Intento de toma ilegal de hacienda en Jamundí por disidencias.
Robo de tierra en Soledad, Atlántico: mafias expanden su control con engaños y presión.
Autoridades desalojan ocupación ilegal en Golondrinas.
Invasión a fincas ganaderas en Guachucal, Nariño.
Otro titular no logra esconder su odio: ¡Vuelve y juega! Cabildo indígena invade finca ganadera en Nariño.
Invasión de tierras en Galeras, Sucre.
400 familias ocupan predio en Hobo, Huila.

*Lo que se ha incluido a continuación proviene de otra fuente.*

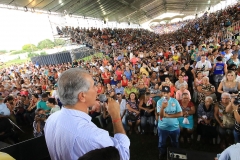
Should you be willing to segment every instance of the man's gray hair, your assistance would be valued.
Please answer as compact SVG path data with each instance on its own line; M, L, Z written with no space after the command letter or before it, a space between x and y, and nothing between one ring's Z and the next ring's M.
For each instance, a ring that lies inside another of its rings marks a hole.
M78 94L89 90L90 83L85 77L87 74L86 70L80 68L71 68L61 74L57 91L63 105L75 105L78 102Z
M182 94L182 97L183 97L183 96L188 96L188 97L189 97L188 93L183 93L183 94Z
M228 96L228 98L231 99L231 95L230 95L229 93L227 93L227 92L223 92L222 95L221 95L221 98L222 98L223 96Z
M184 84L184 83L179 84L178 88L181 88L181 87L185 87L186 88L186 84Z
M211 101L213 101L213 98L211 96L205 97L205 100L207 100L207 99L211 99Z
M209 78L208 78L208 77L205 76L205 77L203 77L203 79L206 79L206 80L208 80L208 82L209 82Z

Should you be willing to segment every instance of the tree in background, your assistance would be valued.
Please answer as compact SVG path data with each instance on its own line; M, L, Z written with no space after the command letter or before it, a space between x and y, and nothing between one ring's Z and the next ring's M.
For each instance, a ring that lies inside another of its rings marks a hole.
M7 53L6 50L0 50L0 54L4 54L4 53Z
M22 50L27 52L37 51L38 48L34 44L25 44L22 46Z
M65 40L64 39L54 39L54 44L55 46L61 46L65 44Z
M42 49L51 49L54 46L55 46L54 43L50 39L44 39L38 43L38 48L41 50Z

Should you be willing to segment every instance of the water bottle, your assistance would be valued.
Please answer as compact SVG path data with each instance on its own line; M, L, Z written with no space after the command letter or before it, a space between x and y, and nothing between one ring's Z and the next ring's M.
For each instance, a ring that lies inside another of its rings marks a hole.
M163 97L163 102L166 103L168 100L166 97Z
M154 135L157 135L157 121L154 121L154 129L153 129Z

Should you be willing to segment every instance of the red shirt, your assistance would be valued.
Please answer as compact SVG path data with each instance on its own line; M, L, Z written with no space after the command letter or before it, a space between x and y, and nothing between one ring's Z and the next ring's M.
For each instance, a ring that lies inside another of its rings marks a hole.
M117 80L118 80L118 81L121 81L121 80L122 80L122 74L123 74L122 71L121 71L121 70L120 70L120 71L119 71L119 70L116 70L115 73L116 73L116 75L117 75Z
M128 80L124 81L122 80L122 87L126 87L128 85Z
M135 65L137 63L137 61L138 61L138 58L136 58L136 57L131 59L131 62L133 65Z
M102 73L102 77L103 77L103 78L108 78L108 76L110 76L110 73L107 73L107 74L106 74L105 72ZM104 83L104 84L110 83L110 78L104 79L104 80L103 80L103 83Z

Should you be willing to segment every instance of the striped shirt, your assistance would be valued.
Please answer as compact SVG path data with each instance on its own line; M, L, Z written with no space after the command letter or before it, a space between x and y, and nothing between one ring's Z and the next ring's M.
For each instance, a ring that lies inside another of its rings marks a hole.
M45 139L51 159L77 160L87 152L115 146L121 160L130 158L129 138L125 134L110 137L108 132L91 122L84 112L62 108L52 114L44 128Z

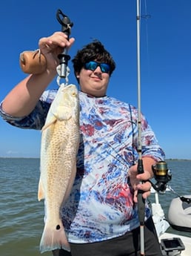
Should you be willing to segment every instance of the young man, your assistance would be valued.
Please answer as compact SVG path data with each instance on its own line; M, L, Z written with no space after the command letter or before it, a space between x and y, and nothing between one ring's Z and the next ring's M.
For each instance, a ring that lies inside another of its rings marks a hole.
M61 32L39 40L47 69L30 75L5 97L1 114L20 128L41 129L56 92L43 93L56 73L58 55L74 42ZM61 209L71 252L56 249L53 255L119 256L140 253L137 193L150 194L152 165L164 154L145 117L141 116L144 172L137 174L138 111L107 96L115 62L98 41L78 50L73 59L79 83L81 141L77 174ZM140 180L145 183L141 183ZM150 210L145 209L145 255L161 256Z

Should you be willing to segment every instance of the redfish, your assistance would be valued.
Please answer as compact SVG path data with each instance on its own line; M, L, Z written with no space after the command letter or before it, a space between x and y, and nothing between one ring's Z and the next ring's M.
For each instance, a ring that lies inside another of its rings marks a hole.
M76 177L78 144L78 91L74 85L61 85L42 128L38 192L38 200L45 200L45 224L40 243L41 253L61 248L70 251L60 210Z

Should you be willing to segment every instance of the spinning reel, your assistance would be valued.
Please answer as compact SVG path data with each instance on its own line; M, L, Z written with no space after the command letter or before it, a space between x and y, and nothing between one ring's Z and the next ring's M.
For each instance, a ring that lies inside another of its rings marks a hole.
M172 179L172 174L167 168L167 163L159 161L155 165L152 165L152 169L156 183L153 184L151 181L150 182L155 191L164 192L167 188L167 183Z

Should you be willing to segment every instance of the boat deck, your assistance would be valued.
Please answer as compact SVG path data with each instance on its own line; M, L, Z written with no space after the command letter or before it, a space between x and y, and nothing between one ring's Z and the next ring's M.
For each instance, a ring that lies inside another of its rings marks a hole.
M161 239L169 239L172 237L179 237L184 246L185 246L185 249L178 252L178 251L174 251L174 252L166 252L164 250L162 251L164 256L190 256L191 255L191 237L181 236L178 234L170 234L170 233L164 233L161 236L159 237L159 241L161 241Z

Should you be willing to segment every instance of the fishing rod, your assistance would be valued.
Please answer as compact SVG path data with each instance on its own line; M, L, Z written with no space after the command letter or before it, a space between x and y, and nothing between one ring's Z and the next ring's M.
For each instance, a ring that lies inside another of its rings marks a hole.
M141 65L140 65L140 1L137 0L137 91L138 91L138 174L144 173L144 166L142 160L142 145L141 145ZM141 182L142 183L142 182ZM141 256L144 255L144 212L145 200L143 198L143 191L138 191L138 214L140 222L140 243L141 243Z
M138 90L138 174L144 173L144 165L142 160L142 145L141 145L141 64L140 64L140 1L137 0L137 90ZM150 17L147 15L146 18ZM155 190L157 191L165 191L167 183L171 180L171 171L167 168L165 161L159 161L155 165L152 165L152 170L154 178L157 181L156 184L153 184L148 180ZM143 181L140 182L141 183ZM145 200L142 197L143 191L138 191L138 214L140 222L140 243L141 243L141 256L144 255L144 215L145 215Z

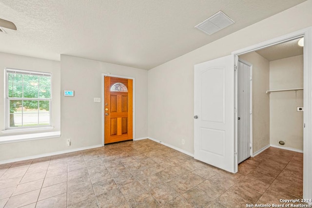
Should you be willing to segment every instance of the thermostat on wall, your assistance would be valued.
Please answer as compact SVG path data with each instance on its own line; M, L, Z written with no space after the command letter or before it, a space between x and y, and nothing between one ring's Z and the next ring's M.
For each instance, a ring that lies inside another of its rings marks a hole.
M74 96L74 91L73 90L64 90L64 96Z

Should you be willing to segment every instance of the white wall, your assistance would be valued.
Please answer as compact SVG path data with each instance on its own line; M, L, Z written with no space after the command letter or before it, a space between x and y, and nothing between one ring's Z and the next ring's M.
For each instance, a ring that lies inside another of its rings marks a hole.
M253 64L253 151L270 144L270 63L256 52L240 56Z
M270 62L270 89L303 87L303 56ZM270 144L303 150L303 91L271 93L270 95Z
M311 26L312 10L309 0L149 70L149 136L194 153L194 64Z
M147 71L61 55L61 91L75 91L74 97L61 96L62 149L102 144L101 104L93 98L101 97L101 74L107 72L135 78L135 138L147 137Z
M0 129L4 130L4 69L6 68L24 69L52 73L52 125L54 128L49 132L59 131L60 129L60 72L59 61L33 58L23 56L0 53ZM34 133L28 132L27 133ZM17 135L23 132L3 133L0 136ZM42 154L59 150L58 138L0 144L0 161Z

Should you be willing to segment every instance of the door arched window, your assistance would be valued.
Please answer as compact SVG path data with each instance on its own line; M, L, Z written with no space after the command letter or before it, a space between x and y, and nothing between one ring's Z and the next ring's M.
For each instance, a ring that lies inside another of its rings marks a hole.
M128 92L128 89L124 84L118 82L111 87L111 92Z

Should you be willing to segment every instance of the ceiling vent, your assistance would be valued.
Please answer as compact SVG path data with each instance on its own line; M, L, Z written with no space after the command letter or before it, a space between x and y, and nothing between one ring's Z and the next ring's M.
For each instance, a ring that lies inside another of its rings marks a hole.
M195 28L208 35L212 35L219 30L231 25L234 22L221 11L214 14L205 20L195 26Z

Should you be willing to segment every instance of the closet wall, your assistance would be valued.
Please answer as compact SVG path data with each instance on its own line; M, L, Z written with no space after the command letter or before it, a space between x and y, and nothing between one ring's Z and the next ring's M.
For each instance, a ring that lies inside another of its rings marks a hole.
M253 64L253 147L254 153L270 144L270 62L256 52L240 56Z
M270 62L270 89L303 87L303 55ZM303 150L303 91L271 93L270 95L270 142Z
M254 153L268 145L303 150L303 112L297 107L303 106L303 91L266 92L303 87L303 55L269 61L253 52L240 58L253 65Z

Los invasores, los indios, los pobres, los que buscan sobrevivir y trabajar su sustento, son señalados y castigados. Ahora sí no son los que nos traen la papa a la mesa. Mientras tanto, los respetados dueños —paramilitares reciclados, narcotraficantes, grandes ganaderos, gran capital— mantienen su dominio, protegidos por el peso de la ley, que siempre ha estado de su lado. Estos son titulares de luchas campesinas solo en el último mes, solo algunas de las luchas del campesino que pasan con indiferencia en el campo colombiano. Solo reciben atención en la forma del odio contra quienes osan atentar contra la propiedad privada de los respetados dueños.

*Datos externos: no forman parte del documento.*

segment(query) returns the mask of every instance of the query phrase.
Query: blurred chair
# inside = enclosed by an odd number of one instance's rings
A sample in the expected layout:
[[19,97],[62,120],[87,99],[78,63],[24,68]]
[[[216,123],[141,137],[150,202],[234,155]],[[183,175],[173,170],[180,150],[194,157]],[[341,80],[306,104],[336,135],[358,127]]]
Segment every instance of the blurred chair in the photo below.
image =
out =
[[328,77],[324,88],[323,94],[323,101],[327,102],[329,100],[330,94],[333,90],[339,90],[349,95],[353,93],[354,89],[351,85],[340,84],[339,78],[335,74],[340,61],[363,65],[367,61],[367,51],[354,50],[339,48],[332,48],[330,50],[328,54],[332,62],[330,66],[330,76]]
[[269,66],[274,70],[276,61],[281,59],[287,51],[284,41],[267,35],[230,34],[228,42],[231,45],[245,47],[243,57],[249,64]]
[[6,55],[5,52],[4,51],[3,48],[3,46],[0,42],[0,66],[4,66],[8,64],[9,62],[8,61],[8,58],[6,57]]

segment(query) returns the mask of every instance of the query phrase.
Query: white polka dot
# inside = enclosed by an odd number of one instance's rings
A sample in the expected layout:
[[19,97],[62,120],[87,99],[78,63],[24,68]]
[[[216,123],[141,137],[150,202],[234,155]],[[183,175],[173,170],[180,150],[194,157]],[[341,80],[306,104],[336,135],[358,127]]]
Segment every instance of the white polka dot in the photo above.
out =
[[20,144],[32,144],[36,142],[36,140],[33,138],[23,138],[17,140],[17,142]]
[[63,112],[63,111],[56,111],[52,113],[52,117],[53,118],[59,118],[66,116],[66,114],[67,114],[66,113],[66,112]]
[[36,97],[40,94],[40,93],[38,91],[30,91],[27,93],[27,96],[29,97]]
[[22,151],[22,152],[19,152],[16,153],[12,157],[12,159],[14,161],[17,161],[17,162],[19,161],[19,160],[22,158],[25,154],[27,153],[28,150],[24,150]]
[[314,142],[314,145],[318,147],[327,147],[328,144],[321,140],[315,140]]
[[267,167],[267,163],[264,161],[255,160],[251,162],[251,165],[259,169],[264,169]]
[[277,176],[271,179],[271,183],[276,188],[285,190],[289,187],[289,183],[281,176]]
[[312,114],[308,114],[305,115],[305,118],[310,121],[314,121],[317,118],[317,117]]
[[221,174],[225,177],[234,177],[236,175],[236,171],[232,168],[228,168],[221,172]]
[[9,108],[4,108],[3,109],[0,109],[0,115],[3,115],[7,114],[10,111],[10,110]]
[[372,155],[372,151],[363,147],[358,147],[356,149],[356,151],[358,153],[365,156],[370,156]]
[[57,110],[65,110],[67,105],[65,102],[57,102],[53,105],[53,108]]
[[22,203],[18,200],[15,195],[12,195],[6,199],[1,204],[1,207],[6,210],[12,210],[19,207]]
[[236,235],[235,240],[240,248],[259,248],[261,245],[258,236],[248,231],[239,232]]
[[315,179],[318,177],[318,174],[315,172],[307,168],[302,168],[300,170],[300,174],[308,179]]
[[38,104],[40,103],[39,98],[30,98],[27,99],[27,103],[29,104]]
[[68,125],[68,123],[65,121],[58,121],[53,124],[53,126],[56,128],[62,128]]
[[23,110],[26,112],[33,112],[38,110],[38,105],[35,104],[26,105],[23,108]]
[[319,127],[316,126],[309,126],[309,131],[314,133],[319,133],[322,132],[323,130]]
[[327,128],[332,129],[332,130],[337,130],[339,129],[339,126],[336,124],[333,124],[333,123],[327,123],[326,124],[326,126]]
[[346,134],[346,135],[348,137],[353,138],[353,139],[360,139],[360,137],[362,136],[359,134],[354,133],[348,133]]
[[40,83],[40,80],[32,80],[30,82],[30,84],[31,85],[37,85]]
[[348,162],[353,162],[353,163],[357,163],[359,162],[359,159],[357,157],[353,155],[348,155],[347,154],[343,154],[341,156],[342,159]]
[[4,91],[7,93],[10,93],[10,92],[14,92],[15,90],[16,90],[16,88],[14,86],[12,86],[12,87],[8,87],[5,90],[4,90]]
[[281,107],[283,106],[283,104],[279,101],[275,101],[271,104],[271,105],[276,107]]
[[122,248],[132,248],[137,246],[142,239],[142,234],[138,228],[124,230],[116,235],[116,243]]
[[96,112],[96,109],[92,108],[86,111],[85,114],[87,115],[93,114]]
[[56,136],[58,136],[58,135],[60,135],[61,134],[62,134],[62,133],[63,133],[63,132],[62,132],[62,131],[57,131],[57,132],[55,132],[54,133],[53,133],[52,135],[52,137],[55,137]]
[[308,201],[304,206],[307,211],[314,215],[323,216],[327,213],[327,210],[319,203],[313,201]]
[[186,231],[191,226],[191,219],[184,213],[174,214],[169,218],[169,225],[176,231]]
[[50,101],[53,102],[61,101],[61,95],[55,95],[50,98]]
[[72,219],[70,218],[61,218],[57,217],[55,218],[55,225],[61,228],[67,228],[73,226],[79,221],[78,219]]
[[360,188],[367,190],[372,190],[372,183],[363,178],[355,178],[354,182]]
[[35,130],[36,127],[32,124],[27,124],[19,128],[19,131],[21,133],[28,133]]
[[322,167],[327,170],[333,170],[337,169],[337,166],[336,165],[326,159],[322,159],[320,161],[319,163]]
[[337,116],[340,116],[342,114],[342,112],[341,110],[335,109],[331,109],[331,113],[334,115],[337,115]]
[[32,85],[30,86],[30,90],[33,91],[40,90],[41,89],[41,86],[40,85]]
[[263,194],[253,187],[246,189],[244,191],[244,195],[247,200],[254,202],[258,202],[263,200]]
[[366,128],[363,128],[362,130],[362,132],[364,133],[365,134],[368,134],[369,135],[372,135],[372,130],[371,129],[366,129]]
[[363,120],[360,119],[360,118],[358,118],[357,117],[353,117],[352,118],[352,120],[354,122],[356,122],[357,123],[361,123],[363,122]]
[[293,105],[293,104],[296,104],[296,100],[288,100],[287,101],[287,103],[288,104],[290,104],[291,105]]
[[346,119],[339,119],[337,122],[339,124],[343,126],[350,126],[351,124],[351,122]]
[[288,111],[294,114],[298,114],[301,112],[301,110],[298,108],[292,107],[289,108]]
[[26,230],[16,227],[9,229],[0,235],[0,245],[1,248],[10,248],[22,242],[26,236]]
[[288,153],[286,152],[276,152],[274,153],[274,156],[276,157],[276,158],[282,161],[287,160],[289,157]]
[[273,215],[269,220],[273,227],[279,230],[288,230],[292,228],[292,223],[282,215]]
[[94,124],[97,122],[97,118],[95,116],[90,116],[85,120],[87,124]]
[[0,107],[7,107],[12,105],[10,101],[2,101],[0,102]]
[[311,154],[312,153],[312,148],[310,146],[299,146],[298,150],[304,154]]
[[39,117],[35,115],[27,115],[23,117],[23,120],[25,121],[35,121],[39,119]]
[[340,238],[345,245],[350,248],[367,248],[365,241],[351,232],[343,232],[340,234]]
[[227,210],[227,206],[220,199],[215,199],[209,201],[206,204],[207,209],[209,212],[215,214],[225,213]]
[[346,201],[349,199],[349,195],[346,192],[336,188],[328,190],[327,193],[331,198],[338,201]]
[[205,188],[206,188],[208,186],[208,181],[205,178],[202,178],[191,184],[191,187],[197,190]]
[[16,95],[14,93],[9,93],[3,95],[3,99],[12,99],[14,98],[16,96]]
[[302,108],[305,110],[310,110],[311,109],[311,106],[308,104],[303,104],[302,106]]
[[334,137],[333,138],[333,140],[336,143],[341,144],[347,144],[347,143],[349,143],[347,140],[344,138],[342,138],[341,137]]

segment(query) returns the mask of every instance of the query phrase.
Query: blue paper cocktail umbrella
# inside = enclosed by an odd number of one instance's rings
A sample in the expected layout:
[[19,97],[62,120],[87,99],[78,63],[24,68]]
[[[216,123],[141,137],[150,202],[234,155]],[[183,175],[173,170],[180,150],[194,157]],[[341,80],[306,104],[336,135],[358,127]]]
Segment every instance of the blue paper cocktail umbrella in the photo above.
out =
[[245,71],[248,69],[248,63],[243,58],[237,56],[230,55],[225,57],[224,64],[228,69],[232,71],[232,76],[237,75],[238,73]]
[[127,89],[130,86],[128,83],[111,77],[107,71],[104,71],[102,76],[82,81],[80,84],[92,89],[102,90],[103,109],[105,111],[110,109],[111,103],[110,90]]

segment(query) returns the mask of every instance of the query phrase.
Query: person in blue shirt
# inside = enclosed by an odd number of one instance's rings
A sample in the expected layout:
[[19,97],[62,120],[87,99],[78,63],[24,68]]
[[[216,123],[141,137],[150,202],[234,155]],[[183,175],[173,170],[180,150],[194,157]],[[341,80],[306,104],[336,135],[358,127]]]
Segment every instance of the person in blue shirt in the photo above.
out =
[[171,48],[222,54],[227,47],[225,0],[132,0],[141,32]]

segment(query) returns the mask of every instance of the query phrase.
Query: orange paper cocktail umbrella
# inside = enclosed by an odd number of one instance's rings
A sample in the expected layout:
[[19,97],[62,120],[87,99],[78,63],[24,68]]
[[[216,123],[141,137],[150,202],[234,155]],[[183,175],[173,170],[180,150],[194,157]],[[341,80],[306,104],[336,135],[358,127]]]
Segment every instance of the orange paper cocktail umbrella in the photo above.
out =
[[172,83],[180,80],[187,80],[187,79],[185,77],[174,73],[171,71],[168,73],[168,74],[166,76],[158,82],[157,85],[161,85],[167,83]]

Todo el peso de la ley contra esos ocupadores, invasores, ocupantes ilegales. Debe tener paciencia, fe en el Estado, poner la otra mejilla, pactar una reforma agraria con Lafuri, la cabeza de los ganaderos, la representación en carne viva de la clase terrateniente. El campesino debe pactar con ellos. Porque el campesino debe confiar que, por obra de Dios, los terratenientes ahora sí quieren entregar la tierra pacíficamente, el Estado ahora sí va a cumplir. Porque así lo dijo el señor rey, le decían a los campesinos siervos en la Edad Media; hoy lo dicen todos los tinterillos de la Agencia Nacional de Tierras.
Y ahora aparece, una vez más, la anunciada “revolución agraria”, esta vez en la voz de Iván Cepeda. Protección al campesinado, acceso a agua y vías, redistribución de tierras, créditos, jurisdicción agraria: el programa vuelve a enumerarse con prolijidad. Nada que no haya sido ensayado antes, nada que no haya fracasado antes. Y, como siempre, todo habría de resolverse en un gran diálogo nacional con los grandes propietarios. Una revolución sin conflicto, sin lucha, sin ruptura, sin tocar intereses de fondo.
La consigna “Tierra para quien la trabaja” sigue más vigente que nunca; sigue en el más profundo anhelo del campesinado, en la montaña, se adentra en la Amazonía, se refleja en cada predio ocupado, en cada sembrado defendido. La toma de tierra es justa: es la legítima reivindicación del campesino, pero no solo suya; es de toda la nación. Porque destruir el latifundio es la base sobre la cual el país puede recuperar su soberanía nacional. Mientras la ley y los discursos prometen, mientras los titulares criminalizan, la lucha por la tierra continúa hablando por sí misma: hay que saberla escuchar y defender.